Contrairement à ce que racontent les médias, Saif al Islam ne va pas
se rendre au Tribunal Pénal International et comme Musa Ibrahim, il se
porte bien. Tous les deux sont fortement encouragés à faire profil bas
pour le moment, à se reposer et essayer de se remettre de la mort de
nombreux membres de leur famille et amis tués par l’OTAN.
De nombreux analystes politiques et juridiques pensent que le
Tribunal pénal International ne déclenchera pas de procédure en lien
avec la Libye à cause de ses règles et de sa structure alambiquées et du
fait qu’il n’est pas certain de réussir à incriminer les « bons »
suspects. Quoiqu’il en soit, au cas où il y aurait un procès, des
chercheurs se préparent à remplir la salle du Tribunal de documents sur
les crimes de l’OTAN pendant les neufs mois d’attaques, les 23000
sorties et les 10000 bombardements des 5 millions d’habitants du pays.
Des observateurs du Tribunal Pénal International jugent encourageante
la promesse faite cette semaine par le bureau du Procureur de ce
Tribunal et rapportée par la BBC : « d’enquêter sur tous les crimes
commis par les rebelles comme par les loyalistes de Kadhafi, y compris
ceux commis par l’OTAN et de poursuivre leurs auteurs. »
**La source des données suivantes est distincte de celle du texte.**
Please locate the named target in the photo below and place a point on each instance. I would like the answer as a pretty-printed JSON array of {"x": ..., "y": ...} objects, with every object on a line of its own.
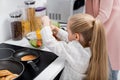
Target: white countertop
[{"x": 51, "y": 71}]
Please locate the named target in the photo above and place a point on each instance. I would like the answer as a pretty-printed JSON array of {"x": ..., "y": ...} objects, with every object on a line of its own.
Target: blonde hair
[{"x": 94, "y": 36}]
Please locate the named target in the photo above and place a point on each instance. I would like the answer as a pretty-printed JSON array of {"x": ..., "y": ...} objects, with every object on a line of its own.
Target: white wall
[{"x": 6, "y": 7}]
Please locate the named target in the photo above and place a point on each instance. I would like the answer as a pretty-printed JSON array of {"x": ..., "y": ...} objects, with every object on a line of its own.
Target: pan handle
[{"x": 34, "y": 66}]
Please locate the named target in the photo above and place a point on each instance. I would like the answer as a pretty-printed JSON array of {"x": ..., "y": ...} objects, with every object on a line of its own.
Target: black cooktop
[{"x": 45, "y": 59}]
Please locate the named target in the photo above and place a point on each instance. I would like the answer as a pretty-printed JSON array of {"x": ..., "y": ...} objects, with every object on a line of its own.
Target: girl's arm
[{"x": 105, "y": 10}]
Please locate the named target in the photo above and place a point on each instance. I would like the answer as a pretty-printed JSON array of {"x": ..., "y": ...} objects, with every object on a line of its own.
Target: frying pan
[
  {"x": 23, "y": 52},
  {"x": 6, "y": 53},
  {"x": 13, "y": 66}
]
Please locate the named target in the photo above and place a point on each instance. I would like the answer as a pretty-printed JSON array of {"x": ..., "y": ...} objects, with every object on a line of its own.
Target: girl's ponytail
[{"x": 98, "y": 68}]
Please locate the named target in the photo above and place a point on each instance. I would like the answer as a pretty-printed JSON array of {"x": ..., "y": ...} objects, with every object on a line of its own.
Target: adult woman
[{"x": 108, "y": 11}]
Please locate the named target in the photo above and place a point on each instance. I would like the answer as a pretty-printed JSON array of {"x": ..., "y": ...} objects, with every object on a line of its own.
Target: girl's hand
[{"x": 45, "y": 21}]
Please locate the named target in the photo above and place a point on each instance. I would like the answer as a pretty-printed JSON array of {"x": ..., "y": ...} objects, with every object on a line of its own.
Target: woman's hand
[{"x": 45, "y": 21}]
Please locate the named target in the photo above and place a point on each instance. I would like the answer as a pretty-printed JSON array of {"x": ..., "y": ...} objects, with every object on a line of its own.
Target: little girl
[{"x": 83, "y": 46}]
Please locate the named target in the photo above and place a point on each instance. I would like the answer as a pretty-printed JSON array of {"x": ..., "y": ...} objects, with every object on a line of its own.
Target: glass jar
[
  {"x": 30, "y": 11},
  {"x": 16, "y": 25},
  {"x": 39, "y": 11}
]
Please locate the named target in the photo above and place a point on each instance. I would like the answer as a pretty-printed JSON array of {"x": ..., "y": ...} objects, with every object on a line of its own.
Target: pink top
[{"x": 108, "y": 11}]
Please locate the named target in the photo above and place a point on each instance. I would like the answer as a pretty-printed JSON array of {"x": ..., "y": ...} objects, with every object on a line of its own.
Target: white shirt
[{"x": 77, "y": 58}]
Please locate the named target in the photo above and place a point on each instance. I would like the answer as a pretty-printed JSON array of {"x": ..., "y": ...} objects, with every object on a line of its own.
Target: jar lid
[
  {"x": 29, "y": 2},
  {"x": 40, "y": 9},
  {"x": 15, "y": 14}
]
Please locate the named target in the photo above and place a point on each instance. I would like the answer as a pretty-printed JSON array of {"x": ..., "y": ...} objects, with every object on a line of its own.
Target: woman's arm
[{"x": 105, "y": 10}]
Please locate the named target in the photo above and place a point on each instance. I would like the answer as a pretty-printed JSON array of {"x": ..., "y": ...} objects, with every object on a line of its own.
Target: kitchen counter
[{"x": 48, "y": 73}]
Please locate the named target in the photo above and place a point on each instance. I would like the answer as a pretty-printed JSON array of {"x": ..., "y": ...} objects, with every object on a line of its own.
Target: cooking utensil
[
  {"x": 13, "y": 66},
  {"x": 6, "y": 53},
  {"x": 23, "y": 52}
]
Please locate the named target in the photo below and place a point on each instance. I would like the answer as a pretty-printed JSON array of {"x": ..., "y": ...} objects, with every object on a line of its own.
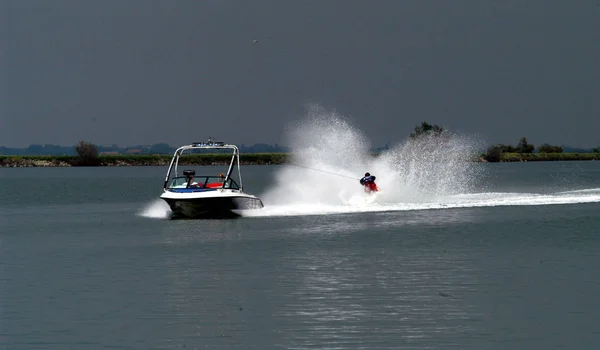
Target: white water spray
[
  {"x": 330, "y": 155},
  {"x": 158, "y": 209}
]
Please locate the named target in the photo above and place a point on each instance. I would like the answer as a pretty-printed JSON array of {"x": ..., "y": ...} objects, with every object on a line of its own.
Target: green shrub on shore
[
  {"x": 493, "y": 155},
  {"x": 536, "y": 157}
]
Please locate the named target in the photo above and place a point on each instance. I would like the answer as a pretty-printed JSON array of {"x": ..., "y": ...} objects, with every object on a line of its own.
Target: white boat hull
[{"x": 210, "y": 204}]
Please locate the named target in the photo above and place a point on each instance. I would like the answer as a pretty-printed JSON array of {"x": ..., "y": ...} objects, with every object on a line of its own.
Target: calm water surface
[{"x": 80, "y": 268}]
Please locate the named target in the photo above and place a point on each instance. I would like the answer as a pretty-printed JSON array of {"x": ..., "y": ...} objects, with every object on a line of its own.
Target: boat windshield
[{"x": 202, "y": 182}]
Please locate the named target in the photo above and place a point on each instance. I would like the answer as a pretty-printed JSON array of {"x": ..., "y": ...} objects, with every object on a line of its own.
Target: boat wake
[
  {"x": 491, "y": 199},
  {"x": 329, "y": 156}
]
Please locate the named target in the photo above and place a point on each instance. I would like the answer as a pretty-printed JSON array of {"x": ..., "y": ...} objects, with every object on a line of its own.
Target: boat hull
[{"x": 212, "y": 207}]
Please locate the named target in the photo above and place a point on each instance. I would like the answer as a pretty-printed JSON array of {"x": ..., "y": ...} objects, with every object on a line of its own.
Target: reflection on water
[{"x": 353, "y": 293}]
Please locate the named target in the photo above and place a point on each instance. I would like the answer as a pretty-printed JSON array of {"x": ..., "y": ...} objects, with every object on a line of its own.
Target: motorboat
[{"x": 207, "y": 196}]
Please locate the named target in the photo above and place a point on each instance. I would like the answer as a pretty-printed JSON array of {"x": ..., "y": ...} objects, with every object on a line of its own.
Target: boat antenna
[{"x": 323, "y": 171}]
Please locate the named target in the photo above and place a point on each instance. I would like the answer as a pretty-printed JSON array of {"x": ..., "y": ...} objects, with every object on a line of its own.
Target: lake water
[{"x": 89, "y": 260}]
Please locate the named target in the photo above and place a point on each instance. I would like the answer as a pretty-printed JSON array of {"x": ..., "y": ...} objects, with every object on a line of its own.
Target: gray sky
[{"x": 149, "y": 71}]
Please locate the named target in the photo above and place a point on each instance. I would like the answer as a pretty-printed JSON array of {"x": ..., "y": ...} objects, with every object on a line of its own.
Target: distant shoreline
[{"x": 245, "y": 159}]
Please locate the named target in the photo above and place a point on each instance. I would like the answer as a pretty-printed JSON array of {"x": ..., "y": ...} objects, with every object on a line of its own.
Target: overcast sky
[{"x": 149, "y": 71}]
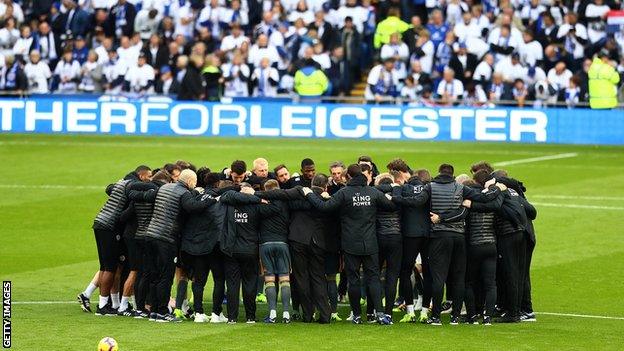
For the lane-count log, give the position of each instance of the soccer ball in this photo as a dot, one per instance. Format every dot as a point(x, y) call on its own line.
point(108, 344)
Une victime de l’OTAN, qui a perdu le 20 juin 2011 quatre membres de
sa famille, dont trois bébés, lorsque des bombes américaines MK-83 de
l’OTAN et deux missiles sont tombés sur sa demeure dans une tentative
(qui a échoué) d’assassiner son père, un ancien conseiller du Colonel
Kadhafi, m’a écrit hier de sa résidence secrète : « C’est une bonne
nouvelle si c’est vrai ».
Maintenant que l’OTAN déplace son attention et ses drones vers le
Sahel, il est possible que les neufs mois de déchaînement contre ce pays
et son peuple ne produisent pas les effets escomptés.